Les Clefs d’une Passion, Fondation Louis Vuitton, 1 April-6 July 2015. The newly opened art space in a publicity-grabbing building by Frank Gehry  on the edge of the Bois de Boulogne has “major works” by the big names of modernism – Malevich, Mondrian, Rothko, Léger, Picabia, Munch, Giacometti; Kupka, Matisse, Severini, Delaunay - lent by top museums – Moma, Tate, Guggenheim etc - but admits that the choice of works is limited.

Les Cahiers Dessinés, Halle Saint Pierre, 21 January-14 August 2015. Darger is no stranger to Paris’s Outside Art museum, which, although situated at the foot of Sacré Coeur, is not on most tourists’ to-do list. The Halle St Pierre has hooked up with Paris publishes Cahiers Dessinés, founded in 2002, to display drawings by 67 artists, some humorous, some playful, some dead serious.

L’Ecole de Lingnan, éveil de la Chine moderne, Musée Cernuschi, 20 March-28 June. The Lingnan school was the last great Chinese school of painting, playing part in the awakening of modern China, according to the Musée Cernuschi. Stirred by the nationalist spirit of the turn of the 20th century, Chen Shuren and the brothers Gao Jianfu and Gao Qigeng tried to revitalise Chinese culture and turned to Japan to do so. Whether it came via Japan or directly, Western influence can also be made out in their treatment of wildlife, vegetation and the daily life of ordinary people, in a style that seems familiar from certain greetings cards.

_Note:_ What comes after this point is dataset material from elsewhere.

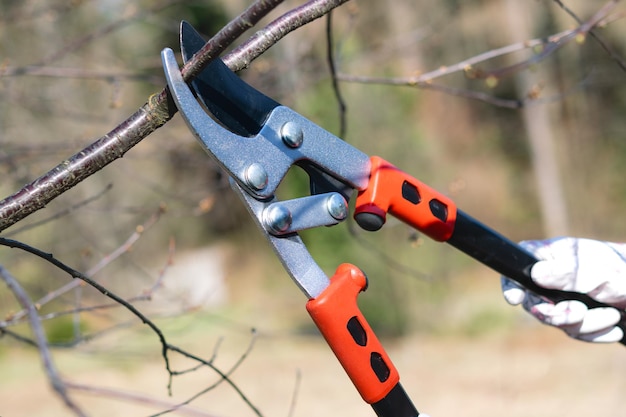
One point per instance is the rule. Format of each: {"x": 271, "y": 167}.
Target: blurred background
{"x": 535, "y": 152}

Dolce Vita? Italian Decorative Art 1900–1940, from the Liberty to Industrial Design, Musée d’Orsay, 14 April-13 September 2015. Italy's version of Art Nouveau, the Liberty style (named after a London shop not the partner to equality and fraternity), the aggressively modern futurist school and neo-neo-classicism are all represented in a show of Italian applied arts in the period following the unification of the country.

Les Maîtres de la Sculpture De Côte d'Ivoire, Musée du Quai Branly, 14 April-26 July 2015. Sculpture of the 19th and early 20th centuries from west Africa, notably Côte d’Ivoire, in a show that seeks to prove that “African art – like Western art – is composed of individual artists”, “illustrate the geographical, religious and social context” and “initiate the Western eye to the beauty and aesthetic codes of the region”. Tatoueurs, tatoués, 6 May 2014-18 October 2015 Takes a skin-deep look at tattoos. AndL'Inca et le Conquistador, 23 June-20 September 2015 follows the Spaniards conquest of the Inca empire through portraits of Inca ruler Atahualpa and the Conquistador Francisco Pizarro.